Gertrude is a Java implementation of the overlapping experiments infrastructure used at Google and first described in Tang et al. (2010). It is designed to be powerful enough to support the types of experiments that data scientists, machine learning researchers, and software engineers need to run when developing data products (e.g., recommendation engines, search ranking algorithms, and large-scale classifiers), although it can also be used for testing new features and UI treatments.
The core of Gertrude is a Java library that allows developers to add experiment flags to their code to control the value of certain scalar parameters (booleans, ints, doubles, and strings) and an external configuration file that defines rules for setting the values of experiment flags on every request to the server based on attributes of the request (such as a user's cookie or anonymous login id.)
Gertrude has minimal dependencies and is intended to be used as a component library for production servers.
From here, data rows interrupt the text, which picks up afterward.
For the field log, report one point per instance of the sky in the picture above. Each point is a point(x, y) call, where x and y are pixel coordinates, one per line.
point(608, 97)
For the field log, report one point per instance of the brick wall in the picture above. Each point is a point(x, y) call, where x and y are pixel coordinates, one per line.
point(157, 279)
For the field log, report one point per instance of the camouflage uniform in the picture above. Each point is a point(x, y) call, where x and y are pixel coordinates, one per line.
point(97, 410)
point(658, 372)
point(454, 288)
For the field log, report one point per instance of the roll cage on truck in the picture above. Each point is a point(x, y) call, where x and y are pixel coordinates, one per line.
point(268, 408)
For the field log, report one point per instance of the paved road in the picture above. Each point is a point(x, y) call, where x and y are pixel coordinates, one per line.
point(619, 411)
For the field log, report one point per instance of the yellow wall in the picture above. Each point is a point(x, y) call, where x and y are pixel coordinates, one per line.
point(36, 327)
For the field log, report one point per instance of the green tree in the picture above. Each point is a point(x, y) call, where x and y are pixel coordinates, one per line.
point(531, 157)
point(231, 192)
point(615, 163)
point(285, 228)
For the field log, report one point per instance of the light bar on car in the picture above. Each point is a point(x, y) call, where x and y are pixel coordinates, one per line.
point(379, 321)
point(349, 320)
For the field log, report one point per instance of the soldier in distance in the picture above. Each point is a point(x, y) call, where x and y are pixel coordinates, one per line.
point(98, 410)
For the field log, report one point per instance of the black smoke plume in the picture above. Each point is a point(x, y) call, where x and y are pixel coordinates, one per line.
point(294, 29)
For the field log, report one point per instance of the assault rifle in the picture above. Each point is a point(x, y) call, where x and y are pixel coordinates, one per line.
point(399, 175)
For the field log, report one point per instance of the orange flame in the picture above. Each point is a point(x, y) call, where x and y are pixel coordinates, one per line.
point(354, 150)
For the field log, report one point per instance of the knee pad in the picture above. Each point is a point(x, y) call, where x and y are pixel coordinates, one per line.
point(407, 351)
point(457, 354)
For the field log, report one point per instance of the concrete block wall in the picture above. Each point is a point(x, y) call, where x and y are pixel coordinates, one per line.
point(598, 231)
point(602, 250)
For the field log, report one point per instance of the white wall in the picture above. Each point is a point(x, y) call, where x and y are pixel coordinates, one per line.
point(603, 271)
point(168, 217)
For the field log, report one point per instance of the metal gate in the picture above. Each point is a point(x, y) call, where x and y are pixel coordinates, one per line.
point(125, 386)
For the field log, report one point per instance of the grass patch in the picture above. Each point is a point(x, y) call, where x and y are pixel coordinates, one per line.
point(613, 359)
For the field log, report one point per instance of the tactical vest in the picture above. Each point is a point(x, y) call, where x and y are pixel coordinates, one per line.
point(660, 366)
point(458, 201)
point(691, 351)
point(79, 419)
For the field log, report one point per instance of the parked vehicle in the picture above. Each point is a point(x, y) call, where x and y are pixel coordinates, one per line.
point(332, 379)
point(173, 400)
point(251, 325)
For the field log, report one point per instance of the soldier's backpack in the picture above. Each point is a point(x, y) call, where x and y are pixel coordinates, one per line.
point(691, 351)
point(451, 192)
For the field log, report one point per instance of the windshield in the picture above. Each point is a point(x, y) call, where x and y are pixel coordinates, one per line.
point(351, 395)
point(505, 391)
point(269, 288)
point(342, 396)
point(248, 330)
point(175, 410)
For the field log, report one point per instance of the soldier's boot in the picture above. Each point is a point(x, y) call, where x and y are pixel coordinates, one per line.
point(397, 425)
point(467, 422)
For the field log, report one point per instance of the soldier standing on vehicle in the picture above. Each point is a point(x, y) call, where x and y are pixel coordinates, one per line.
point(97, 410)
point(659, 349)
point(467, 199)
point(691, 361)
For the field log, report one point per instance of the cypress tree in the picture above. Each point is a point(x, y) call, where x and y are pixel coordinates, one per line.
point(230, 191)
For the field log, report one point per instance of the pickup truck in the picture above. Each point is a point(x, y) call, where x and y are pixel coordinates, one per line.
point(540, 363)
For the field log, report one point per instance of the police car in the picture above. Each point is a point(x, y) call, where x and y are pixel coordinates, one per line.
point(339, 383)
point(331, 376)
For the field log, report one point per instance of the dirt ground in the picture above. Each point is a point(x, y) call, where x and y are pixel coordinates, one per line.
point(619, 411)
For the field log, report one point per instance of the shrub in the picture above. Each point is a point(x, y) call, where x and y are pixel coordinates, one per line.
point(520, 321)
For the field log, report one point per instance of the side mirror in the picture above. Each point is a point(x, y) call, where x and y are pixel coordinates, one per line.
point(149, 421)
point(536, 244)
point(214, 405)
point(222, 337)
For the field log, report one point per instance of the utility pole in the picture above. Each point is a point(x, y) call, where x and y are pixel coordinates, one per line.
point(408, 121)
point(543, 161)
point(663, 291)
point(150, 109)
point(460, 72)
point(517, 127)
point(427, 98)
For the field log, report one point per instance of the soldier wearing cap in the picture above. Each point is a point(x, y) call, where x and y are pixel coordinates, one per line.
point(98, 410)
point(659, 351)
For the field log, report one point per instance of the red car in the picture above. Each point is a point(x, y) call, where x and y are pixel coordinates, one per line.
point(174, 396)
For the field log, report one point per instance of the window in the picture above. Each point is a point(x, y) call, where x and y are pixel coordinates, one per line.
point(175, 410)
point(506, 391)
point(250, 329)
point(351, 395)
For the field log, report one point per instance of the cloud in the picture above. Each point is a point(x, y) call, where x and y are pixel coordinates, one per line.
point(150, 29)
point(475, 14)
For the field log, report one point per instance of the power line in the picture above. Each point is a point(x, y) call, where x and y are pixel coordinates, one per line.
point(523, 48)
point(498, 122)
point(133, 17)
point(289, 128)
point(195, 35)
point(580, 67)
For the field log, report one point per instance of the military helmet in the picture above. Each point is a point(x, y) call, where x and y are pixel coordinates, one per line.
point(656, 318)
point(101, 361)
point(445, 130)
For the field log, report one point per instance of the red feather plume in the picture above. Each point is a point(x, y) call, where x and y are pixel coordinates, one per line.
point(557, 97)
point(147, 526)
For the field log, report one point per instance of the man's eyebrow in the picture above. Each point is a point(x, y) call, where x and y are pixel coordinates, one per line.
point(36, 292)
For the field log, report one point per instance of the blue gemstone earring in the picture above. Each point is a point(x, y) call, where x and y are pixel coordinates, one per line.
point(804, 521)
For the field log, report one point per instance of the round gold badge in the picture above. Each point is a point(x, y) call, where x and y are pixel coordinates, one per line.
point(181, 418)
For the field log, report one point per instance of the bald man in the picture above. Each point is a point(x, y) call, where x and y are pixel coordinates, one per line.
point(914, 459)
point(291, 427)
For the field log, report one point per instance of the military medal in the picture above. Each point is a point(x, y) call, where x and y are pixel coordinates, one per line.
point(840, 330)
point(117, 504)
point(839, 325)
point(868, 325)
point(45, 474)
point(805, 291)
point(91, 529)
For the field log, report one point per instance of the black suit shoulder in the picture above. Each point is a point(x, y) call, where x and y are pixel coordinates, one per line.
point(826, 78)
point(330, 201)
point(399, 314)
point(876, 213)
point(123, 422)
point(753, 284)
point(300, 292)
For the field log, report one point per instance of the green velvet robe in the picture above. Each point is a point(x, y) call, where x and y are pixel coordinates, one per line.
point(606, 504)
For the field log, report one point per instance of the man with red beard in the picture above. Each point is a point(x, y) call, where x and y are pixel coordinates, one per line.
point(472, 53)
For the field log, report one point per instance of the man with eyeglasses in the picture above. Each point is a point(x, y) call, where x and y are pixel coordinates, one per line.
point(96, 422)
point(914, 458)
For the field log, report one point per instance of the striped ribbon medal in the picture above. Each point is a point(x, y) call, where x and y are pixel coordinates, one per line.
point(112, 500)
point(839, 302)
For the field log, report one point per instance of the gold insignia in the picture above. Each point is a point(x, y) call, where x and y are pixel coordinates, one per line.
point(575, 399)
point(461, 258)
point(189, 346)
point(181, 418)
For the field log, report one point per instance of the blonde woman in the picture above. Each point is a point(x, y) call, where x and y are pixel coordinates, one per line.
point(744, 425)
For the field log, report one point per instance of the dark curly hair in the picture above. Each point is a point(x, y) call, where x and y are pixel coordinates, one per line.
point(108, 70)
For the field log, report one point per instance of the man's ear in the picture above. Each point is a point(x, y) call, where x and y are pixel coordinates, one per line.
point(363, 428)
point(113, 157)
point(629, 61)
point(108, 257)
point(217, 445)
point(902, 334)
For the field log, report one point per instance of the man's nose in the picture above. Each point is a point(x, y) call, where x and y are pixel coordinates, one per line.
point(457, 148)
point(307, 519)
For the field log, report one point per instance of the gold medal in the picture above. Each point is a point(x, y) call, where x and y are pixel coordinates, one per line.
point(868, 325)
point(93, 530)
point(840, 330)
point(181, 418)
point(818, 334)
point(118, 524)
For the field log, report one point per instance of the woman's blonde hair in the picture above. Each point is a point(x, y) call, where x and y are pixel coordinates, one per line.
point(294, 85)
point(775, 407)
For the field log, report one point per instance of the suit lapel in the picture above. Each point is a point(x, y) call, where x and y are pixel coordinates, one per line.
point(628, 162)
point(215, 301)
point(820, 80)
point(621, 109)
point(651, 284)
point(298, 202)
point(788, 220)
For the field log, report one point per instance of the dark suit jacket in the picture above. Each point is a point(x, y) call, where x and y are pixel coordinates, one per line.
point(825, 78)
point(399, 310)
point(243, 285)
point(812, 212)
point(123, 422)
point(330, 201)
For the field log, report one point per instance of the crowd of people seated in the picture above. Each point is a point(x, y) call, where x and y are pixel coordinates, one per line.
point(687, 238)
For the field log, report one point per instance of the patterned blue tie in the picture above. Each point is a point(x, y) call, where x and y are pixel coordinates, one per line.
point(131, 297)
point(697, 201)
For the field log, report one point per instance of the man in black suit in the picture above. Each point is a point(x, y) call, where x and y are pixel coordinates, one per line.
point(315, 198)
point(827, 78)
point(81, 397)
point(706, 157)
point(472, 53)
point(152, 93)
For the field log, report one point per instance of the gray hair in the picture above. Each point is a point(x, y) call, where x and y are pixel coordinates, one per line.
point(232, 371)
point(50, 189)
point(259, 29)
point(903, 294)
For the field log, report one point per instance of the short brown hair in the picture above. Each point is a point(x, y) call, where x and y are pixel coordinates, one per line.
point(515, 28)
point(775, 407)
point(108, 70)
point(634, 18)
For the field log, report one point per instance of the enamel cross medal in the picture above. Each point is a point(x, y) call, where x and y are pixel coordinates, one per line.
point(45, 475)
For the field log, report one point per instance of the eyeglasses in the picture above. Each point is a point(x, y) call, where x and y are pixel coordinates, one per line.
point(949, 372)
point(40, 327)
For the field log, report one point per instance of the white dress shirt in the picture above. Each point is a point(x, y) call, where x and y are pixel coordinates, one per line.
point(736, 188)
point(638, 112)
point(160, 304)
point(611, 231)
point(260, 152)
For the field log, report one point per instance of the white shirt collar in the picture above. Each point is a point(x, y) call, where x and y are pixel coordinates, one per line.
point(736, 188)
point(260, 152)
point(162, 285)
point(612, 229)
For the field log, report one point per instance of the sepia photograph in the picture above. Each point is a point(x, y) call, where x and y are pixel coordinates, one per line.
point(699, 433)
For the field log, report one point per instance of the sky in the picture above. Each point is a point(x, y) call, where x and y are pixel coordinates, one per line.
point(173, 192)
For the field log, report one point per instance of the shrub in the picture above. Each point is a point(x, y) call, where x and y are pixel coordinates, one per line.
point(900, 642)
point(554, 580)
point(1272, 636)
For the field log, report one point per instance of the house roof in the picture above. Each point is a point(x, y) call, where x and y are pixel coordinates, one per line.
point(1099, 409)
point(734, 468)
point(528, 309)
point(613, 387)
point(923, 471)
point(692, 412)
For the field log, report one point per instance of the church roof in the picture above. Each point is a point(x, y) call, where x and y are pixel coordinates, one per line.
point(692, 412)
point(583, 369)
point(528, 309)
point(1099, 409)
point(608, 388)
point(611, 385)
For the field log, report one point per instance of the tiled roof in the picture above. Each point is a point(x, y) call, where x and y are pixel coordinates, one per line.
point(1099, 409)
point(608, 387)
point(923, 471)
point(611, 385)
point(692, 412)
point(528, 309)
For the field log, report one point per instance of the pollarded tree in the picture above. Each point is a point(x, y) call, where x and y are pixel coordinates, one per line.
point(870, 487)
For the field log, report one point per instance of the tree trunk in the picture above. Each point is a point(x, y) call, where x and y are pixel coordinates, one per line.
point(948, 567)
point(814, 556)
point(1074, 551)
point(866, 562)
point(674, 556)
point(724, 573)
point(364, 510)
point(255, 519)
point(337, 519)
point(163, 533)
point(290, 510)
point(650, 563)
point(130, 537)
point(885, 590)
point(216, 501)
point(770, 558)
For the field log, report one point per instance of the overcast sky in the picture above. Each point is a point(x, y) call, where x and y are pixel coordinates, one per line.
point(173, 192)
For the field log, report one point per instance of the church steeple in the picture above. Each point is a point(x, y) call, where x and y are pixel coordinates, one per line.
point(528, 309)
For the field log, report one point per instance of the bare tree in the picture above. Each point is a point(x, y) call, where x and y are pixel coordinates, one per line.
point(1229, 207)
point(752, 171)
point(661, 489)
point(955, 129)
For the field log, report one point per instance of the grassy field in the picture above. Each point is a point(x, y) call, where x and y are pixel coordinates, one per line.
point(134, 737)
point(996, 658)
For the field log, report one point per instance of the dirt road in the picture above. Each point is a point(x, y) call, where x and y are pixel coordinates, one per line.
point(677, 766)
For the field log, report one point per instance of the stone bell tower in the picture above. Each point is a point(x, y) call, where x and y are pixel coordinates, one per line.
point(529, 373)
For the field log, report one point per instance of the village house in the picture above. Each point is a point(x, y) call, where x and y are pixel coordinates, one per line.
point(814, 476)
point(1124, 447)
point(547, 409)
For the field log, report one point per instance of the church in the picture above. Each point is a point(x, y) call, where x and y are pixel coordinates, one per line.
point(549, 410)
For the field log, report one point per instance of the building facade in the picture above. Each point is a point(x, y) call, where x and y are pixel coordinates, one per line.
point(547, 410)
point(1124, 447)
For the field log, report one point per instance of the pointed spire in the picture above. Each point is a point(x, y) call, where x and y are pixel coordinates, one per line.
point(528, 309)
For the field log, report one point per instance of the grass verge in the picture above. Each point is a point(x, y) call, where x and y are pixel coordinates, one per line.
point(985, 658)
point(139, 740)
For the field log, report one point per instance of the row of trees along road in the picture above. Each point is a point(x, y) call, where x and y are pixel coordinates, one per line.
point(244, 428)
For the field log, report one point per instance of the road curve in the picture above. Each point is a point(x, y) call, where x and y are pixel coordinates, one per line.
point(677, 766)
The components of the framework are:
- core: Core API definitions and experiment diversion logic
- avro: Support for serializing experiment configurations as Apache Avro records
- curator: Support for loading experiment configurations via Apache Curator, a library of patterns for Apache Zookeeper
- file: Support for loading experiment configurations from a file that is monitored for changes
- server: Example code for creating core experiment classes and configuring them for use with a Java server, a good place to start to see how the framework is used
- deploy: Simple commandline tool for parsing an experiment configuration from a JSON or HOCON file, serializing it as an Avro object, and then deploying the serialized object to a Zookeeper node or file.
Gertrude is alpha code and is under active development, and we welcome new contributors. We will be co-developing Gertrude with Oryx, but Gertrude will remain a stand-alone library.
Gertrude is named for Gertrude Cox, the founder of the department of Experimental Statistics at North Carolina State University and co-author of one of the classic texts in the field, Experimental Designs.